Most products containing xylitol are not prominently labeled. You have to look at small print on the ingredient panel. Xylitol is also starting to appear in places you might not expect, including nut butters, medications, and facial cleansers.
Because peanut butter (and many other products that can contain xylitol) are not generally considered a “sweet” food, most people would not think to check their peanut butter jars before giving their pets a treat. And if your pet got into a jar of peanut butter accidentally, you might not be particularly concerned.
Dogs ingesting products containing xylitol can have symptoms ranging from mild hypoglycemia to potentially fatal liver failure, depending on the size of the dog, the concentration of xylitol in the product, and the amount consumed.
We encourage you to check all food, vitamin, and medication labels when shopping, and to keep products in their original packaging so that if your pet accidentally ingests a product you can check the ingredients.
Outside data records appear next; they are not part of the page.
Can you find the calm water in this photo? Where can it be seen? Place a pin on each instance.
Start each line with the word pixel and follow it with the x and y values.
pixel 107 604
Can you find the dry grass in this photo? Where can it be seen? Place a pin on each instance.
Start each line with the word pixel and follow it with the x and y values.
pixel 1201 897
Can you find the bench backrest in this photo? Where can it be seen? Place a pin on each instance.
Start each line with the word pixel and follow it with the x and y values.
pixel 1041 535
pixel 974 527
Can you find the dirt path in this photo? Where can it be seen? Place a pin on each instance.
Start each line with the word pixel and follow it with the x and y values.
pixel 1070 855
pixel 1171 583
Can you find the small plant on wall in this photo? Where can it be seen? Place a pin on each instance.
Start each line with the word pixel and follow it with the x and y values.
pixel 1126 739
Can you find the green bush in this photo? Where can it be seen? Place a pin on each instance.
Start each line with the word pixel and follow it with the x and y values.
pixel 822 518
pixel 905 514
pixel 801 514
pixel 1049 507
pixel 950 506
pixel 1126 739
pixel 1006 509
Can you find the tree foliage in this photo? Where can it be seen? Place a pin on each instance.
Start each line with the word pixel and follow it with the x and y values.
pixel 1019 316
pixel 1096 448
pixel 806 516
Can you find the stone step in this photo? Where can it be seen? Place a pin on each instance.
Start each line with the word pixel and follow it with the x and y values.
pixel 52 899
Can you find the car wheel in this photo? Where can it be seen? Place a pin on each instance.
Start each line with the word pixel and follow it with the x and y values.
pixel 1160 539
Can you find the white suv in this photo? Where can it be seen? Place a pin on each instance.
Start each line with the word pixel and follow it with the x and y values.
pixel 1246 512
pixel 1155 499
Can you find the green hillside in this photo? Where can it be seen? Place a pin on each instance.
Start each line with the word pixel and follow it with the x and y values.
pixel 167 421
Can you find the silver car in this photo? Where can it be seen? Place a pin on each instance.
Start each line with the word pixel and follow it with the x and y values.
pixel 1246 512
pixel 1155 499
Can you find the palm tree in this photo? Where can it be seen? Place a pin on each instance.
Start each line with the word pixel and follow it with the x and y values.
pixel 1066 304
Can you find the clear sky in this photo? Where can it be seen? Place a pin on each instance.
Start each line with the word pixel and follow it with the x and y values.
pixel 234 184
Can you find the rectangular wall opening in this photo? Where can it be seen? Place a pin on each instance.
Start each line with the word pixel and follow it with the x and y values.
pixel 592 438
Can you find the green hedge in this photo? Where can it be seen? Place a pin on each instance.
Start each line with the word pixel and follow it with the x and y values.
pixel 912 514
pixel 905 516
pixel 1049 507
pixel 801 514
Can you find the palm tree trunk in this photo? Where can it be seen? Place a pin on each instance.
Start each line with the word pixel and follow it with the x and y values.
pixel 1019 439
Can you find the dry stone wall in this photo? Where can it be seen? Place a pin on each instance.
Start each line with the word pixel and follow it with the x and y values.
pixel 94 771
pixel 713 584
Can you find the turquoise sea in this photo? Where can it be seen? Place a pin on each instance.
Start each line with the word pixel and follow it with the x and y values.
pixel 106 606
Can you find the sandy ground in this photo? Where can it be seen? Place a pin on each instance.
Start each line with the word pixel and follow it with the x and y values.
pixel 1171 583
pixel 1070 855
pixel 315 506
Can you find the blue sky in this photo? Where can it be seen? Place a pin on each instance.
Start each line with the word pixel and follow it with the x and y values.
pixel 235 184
Symptoms of Xylitol Toxicity
- Weakness or lethargy
- Walking drunk
- Acute collapse
- Trembling or tremoring
- A racing heart rate
- Jaundiced gums
- Black-tarry stool
- Abnormal mentation
- Clotting problems
Preventive Vet maintains a list of consumer products known to contain xylitol. This list is not exhaustive but is a good place to start if you are curious about the products you buy.
In general, anything that lists any of the following ingredients should be avoided. If you do have these items in your home it is very important to keep them where a dog can never get to them:
- birch bark extract
- birch sugar
Special Note About Flavored Medications
Many flavored medications from human pharmacies are sweetened with xylitol. Sometimes, when your pet needs a medication, your veterinarian will call a prescription into a local human pharmacy for you to pick up.
Human pharmacists don’t always know that xylitol is toxic to dogs, so if you are picking up a human medication for your pet, we encourage you to double check with the pharmacist to ensure the product does not contain xylitol.